Tenez ! ma femme !... elle est bien bonne !... pas ma femme, l’aventure. Elle était dans sa chambre, un soir, étendue sur son divan. Je rentre doucement ; elle parlait toute seule, elle disait des bêtises : « Auguste !... viens !... n’aie pas peur, l’autre est sorti ! tu n’as rien à craindre... » Auguste ! je vous demande un peu ! Et je m’appelle Ernest. Elle faisait du monologue ! mais je n’ai pas pu lui en vouloir : c’était inconscient... elle dormait !

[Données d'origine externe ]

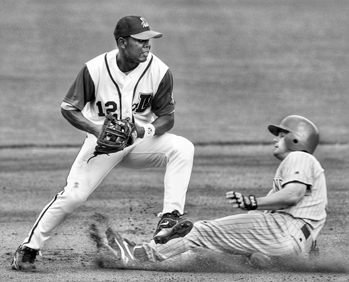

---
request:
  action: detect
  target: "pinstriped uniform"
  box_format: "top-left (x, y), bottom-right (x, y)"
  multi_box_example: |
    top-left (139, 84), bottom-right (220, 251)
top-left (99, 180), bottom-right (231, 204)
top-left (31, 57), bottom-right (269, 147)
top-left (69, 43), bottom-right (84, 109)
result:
top-left (150, 152), bottom-right (327, 259)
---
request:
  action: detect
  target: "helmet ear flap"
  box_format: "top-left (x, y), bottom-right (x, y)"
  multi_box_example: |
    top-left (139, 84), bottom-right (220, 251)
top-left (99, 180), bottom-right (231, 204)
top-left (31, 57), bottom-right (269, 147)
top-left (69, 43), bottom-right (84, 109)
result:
top-left (285, 132), bottom-right (301, 151)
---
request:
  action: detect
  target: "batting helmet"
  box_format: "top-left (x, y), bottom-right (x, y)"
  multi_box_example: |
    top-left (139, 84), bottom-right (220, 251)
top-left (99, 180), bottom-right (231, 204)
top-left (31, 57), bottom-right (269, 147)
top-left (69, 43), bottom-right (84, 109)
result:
top-left (268, 115), bottom-right (319, 154)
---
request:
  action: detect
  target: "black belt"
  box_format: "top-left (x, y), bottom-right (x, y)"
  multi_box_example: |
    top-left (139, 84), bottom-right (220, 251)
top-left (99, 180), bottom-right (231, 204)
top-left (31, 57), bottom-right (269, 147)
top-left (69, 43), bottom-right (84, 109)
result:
top-left (301, 224), bottom-right (310, 240)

Enfin, celui-là, je le comprends, mais les autres... c’est faux, archi-faux. Ah ! si jamais je venais comme cela, à propos de rien, vous raconter mes petites affaires, je voudrais que chacun de vous se levât et me criât : « Allez-vous-en ! allez-vous-en ! » Et tenez ! c’est une idée, si le grand blond n’a pas encore fini son monologue, je vais rentrer dans la salle, et je lui crierai : « Allez-vous-en ! allez-vous-en ! allez-vous-en ! »
(Il sort en courant.)
Résumé & indications
Le personnage refuse l’artifice théâtral. Il prétend défendre la logique, le réalisme, la dignité humaine : « Un homme raisonnable ne parle pas tout seul ; il pense. » Ce qui l’agace, ce n’est pas seulement le procédé dramatique, mais l’idée qu’on puisse feindre une sincérité devant un public. Pourtant, à mesure qu’il s’indigne, il s’enfonce dans une démonstration interminable, multipliant les anecdotes personnelles — le concierge sourd, l’Anglais dans le train, la dame à l’exposition, sa propre femme — jusqu’à devenir lui-même l’exemple parfait de ce qu’il condamne.

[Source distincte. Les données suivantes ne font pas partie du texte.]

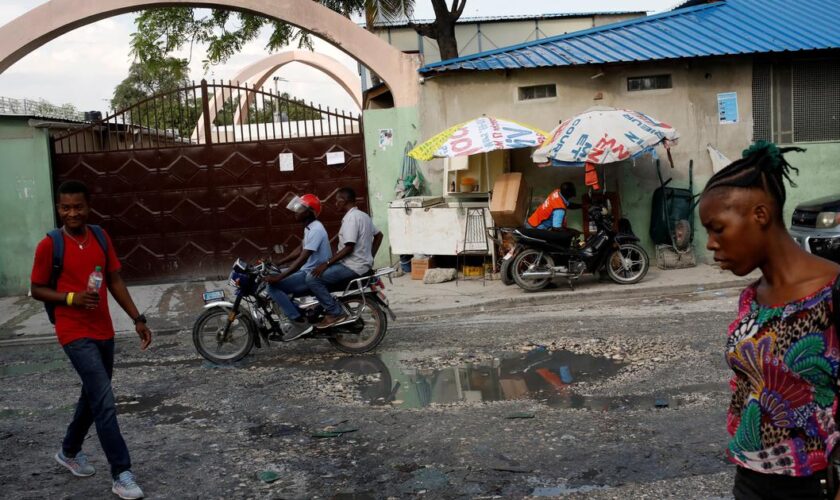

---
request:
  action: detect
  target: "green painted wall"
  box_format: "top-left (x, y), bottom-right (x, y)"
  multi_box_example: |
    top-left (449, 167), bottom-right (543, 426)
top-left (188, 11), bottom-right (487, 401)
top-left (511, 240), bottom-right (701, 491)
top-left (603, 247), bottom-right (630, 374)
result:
top-left (0, 116), bottom-right (55, 296)
top-left (621, 139), bottom-right (840, 262)
top-left (364, 107), bottom-right (420, 267)
top-left (785, 142), bottom-right (840, 223)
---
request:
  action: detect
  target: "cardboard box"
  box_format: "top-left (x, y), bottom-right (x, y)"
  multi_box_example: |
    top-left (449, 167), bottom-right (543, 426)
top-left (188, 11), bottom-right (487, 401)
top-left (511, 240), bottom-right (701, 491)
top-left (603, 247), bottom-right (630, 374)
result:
top-left (490, 172), bottom-right (528, 227)
top-left (411, 257), bottom-right (435, 280)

Pour le comédien, c’est un texte d’une précision redoutable. Le danger serait de jouer l’hystérie ou la simple excentricité. Or le personnage est convaincu d’avoir raison. Il est logique, structuré, méthodique. Le comique naît de la cohérence implacable de son raisonnement… qui tourne en rond. Le rythme est fondamental : accélérations, ruptures, digressions doivent sembler spontanées tout en étant parfaitement maîtrisées. Les répétitions (« C’est faux ! Archi-faux ! ») deviennent des refrains, presque des tics obsessionnels.
La scène parodique de Le Cid est un moment clé. La déclamation exagérée puis la version chantée mettent en évidence la frontière fragile entre tragique et ridicule. Le comédien doit assumer pleinement ce décalage sans le souligner lourdement : plus il croit corriger l’absurde, plus il l’aggrave.

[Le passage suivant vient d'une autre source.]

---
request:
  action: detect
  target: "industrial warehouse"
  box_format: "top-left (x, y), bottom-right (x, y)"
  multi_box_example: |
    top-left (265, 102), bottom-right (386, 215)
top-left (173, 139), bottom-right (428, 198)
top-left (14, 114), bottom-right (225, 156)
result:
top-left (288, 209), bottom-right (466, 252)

Ce monologue fonctionne aussi comme une réflexion méta-théâtrale. Il questionne le pacte entre scène et public. Qui parle ? À qui ? De quel droit ? Le personnage feint d’ignorer la convention théâtrale, tout en l’utilisant pleinement. Il invite même le public à le chasser s’il venait à faire… exactement ce qu’il est en train de faire. Cette mise en abyme crée une complicité immédiate avec la salle.